Russia to expand annexation
KYIV (AP):
Russia planned to annex more of Ukraine on Friday in an escalation of the seven-month war that was expected to isolate the Kremlin further, draw it more international punishment, and bring Ukraine extra military, political and economic support.
The annexation — and planned celebratory concerts and rallies in Moscow and the occupied territories — would come just days after voters supposedly approved Moscow-managed ‘referendums’ that Ukrainian and Western officials have denounced as illegal, forced and rigged.
Kremlin spokesman Dmitry Peskov told reporters on Thursday that four regions of Ukraine — Luhansk, Donetsk, Kherson and Zaporizhzhia — would be folded into Russia during a Kremlin ceremony attended by President Vladimir Putin, who is expected to give a major speech. Peskov said the regions’ pro-Moscow administrators would sign treaties to join Russia in the Kremlin’s ornate St George’s Hall.
In an apparent response, Ukrainian President Volodymyr Zelenskyy called an emergency meeting on Friday of his National Security and Defense Council.
The US and its allies have promised to adopt even more sanctions than they’ve already levied against Russia, and to offer millions of dollars in extra support for Ukraine as the Kremlin duplicates the annexation playbook it followed when it incorporated Ukraine’s Crimean Peninsula in 2014.
Ukraine has repeated its vows to recapture the four regions, as well as Crimea. For its part, Russia pledges to defend all its territory — including newly annexed regions — by all available means, including nuclear weapons.
Heightening the tensions are Russia’s partial military mobilisation and allegations of sabotage of two Russian pipelines on the Baltic Sea floor that were designed to feed natural gas to Europe. Adding to the Kremlin’s woes is Ukraine’s success in recapturing some of the very land Russia is annexing and problems with the mobilisation that President Vladimir Putin acknowledged on Thursday.

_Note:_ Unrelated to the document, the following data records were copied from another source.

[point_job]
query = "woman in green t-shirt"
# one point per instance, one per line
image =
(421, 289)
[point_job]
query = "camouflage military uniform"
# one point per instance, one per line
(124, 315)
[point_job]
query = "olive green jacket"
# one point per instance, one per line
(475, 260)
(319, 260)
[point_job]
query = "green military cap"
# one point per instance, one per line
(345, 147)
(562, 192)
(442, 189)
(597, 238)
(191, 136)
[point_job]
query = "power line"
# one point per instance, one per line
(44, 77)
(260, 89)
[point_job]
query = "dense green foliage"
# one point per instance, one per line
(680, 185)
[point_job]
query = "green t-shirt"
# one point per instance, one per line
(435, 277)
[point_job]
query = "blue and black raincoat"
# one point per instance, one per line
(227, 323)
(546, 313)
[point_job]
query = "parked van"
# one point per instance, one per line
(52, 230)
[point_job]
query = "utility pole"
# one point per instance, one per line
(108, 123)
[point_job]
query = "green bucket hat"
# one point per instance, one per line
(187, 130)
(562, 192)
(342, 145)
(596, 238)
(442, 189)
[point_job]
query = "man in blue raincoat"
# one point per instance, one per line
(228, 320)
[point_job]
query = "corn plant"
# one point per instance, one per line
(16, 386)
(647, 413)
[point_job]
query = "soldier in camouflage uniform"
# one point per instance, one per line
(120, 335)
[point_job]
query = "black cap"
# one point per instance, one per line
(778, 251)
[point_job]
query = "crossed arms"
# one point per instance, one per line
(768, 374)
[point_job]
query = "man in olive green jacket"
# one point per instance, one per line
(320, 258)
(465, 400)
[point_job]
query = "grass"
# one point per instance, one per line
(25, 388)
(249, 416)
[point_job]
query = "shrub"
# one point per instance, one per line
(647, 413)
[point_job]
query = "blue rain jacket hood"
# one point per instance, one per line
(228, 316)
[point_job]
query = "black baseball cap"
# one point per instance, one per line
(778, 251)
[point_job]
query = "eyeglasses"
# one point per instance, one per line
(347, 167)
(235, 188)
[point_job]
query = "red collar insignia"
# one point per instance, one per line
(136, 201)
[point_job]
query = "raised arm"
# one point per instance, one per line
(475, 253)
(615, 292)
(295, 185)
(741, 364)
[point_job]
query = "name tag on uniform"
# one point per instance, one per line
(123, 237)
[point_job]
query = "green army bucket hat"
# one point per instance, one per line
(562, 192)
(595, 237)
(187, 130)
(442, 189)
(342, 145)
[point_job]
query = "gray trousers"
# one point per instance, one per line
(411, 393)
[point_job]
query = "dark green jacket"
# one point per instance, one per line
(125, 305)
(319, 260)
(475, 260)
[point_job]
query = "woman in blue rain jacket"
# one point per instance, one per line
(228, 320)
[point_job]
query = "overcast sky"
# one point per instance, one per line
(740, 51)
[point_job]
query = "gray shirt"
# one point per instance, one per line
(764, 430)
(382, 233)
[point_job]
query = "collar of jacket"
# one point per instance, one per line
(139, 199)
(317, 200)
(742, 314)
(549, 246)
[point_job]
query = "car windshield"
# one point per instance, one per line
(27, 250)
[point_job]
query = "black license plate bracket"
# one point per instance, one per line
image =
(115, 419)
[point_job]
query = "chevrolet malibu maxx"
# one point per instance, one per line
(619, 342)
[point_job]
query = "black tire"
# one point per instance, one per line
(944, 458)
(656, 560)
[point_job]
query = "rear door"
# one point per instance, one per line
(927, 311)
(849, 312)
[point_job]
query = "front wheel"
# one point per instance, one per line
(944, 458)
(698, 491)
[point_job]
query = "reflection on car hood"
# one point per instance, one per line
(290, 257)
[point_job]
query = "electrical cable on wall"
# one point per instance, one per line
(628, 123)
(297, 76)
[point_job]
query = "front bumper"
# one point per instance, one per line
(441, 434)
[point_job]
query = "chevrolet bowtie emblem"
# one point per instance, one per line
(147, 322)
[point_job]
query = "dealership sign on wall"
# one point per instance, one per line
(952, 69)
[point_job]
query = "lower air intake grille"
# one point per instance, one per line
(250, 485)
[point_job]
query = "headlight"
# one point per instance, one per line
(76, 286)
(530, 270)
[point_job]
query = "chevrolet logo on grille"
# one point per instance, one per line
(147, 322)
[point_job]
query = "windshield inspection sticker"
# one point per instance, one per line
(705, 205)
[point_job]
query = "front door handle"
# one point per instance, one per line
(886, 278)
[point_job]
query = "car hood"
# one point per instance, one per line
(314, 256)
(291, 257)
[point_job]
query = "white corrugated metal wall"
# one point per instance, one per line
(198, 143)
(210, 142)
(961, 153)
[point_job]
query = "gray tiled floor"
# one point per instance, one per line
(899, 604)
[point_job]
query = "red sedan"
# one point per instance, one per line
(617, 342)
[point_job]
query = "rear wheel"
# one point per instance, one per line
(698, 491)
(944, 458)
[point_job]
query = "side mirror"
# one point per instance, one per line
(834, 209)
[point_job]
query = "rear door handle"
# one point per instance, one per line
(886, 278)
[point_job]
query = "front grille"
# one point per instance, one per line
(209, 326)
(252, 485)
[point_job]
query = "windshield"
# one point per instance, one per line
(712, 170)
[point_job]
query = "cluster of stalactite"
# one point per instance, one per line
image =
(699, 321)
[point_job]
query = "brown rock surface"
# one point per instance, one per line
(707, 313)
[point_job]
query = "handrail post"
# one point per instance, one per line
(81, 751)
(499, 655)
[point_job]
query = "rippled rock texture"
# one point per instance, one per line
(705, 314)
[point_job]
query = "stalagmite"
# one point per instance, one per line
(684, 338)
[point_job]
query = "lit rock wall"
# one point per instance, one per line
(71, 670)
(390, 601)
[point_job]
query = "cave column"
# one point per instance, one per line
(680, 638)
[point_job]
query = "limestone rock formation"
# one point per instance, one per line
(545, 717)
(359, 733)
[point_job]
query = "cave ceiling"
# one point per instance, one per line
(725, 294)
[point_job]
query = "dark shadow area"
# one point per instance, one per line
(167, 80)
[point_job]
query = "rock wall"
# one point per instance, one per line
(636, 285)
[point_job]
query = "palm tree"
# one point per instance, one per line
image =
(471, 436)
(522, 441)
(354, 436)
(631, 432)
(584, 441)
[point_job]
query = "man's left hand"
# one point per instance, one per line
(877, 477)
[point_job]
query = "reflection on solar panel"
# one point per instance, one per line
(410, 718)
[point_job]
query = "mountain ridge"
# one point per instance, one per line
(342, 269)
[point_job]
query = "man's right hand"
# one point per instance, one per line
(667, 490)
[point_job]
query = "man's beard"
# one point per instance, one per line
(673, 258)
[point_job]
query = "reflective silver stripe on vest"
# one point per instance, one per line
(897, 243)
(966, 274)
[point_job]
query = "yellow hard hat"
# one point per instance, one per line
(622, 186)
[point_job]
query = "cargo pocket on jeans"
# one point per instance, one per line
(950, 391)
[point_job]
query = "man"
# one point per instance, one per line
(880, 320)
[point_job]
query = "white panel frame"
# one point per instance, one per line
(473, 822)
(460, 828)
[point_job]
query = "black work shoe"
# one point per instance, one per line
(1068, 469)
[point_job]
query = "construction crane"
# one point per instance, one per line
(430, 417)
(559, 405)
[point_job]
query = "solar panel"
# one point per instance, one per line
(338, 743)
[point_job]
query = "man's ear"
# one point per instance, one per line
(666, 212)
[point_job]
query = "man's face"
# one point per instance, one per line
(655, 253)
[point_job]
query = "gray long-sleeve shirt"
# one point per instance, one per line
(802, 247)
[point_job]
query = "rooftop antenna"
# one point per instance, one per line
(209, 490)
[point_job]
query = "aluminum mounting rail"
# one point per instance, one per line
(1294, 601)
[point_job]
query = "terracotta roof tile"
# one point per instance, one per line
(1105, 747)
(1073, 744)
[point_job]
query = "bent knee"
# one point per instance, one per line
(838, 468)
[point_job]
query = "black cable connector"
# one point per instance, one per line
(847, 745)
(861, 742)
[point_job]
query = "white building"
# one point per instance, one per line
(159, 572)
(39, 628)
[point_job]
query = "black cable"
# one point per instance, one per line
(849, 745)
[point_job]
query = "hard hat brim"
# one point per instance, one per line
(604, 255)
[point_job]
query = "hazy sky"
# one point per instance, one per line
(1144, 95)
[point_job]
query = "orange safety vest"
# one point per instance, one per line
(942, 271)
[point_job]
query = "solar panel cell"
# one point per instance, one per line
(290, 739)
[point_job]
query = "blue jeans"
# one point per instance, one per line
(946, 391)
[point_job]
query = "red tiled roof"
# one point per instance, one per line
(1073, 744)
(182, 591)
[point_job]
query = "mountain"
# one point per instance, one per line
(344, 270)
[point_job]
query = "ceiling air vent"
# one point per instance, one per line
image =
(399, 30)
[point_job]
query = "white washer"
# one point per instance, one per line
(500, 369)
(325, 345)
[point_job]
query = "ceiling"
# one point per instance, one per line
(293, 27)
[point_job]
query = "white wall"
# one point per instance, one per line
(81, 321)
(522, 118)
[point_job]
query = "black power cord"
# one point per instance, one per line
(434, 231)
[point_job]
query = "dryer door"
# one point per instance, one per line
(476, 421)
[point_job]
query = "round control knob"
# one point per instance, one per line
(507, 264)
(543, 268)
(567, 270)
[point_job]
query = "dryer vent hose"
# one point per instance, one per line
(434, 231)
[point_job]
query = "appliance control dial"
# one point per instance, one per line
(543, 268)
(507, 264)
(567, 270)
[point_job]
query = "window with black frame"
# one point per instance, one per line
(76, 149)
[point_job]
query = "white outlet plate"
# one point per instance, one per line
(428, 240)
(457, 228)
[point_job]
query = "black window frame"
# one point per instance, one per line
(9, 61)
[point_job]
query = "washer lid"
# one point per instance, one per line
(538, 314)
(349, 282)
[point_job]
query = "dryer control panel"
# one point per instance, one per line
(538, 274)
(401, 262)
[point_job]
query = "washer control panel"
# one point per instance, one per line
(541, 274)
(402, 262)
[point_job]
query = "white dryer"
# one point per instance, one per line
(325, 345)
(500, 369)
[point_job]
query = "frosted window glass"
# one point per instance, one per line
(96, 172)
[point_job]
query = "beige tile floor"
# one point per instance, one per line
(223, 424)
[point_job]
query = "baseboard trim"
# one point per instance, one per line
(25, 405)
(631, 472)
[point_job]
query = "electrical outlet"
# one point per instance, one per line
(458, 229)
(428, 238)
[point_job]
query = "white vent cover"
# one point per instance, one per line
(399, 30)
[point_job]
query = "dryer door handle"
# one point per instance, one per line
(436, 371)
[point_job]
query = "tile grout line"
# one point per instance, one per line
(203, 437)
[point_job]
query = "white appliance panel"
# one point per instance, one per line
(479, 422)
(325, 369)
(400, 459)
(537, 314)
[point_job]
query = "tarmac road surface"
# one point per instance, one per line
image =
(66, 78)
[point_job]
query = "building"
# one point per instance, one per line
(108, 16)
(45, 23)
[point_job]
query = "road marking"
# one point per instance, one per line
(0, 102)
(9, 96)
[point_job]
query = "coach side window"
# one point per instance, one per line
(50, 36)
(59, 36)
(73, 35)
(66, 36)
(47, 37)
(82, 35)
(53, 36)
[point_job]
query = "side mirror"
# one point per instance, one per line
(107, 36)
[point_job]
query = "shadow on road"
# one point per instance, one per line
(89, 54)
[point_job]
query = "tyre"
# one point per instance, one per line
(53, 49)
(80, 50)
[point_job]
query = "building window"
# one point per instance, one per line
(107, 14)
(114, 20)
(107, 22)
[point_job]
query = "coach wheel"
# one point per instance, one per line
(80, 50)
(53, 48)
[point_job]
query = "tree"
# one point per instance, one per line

Ukraine’s Western supporters have described the stage-managed referendums on whether to live under Russian rule as a bald-faced land grab based on lies. They say some people were forced to vote at gunpoint in an election without independent observers, on territory from which thousands of residents have fled or been forcibly deported.
In unusually strong language, UN Secretary General Antonio Guterres told reporters on Thursday in New York that Russia’s annexation would violate the UN Charter and has “no legal value”. He described the move as “a dangerous escalation” and said it “must not be accepted”.
“Any decision by Russia to go forward will further jeopardise the prospects for peace,” Guterres said.
As a veto-wielding permanent member of the UN Security Council, Russia bears “a particular responsibility” to respect the UN Charter, the secretary general said.
UN spokesman Stephane Dujarric said Guterres conveyed the message to Russia’s UN Ambassador Vassily Nebenzia during a meeting on Wednesday.
The European Union also objected strongly to Russia’s plans.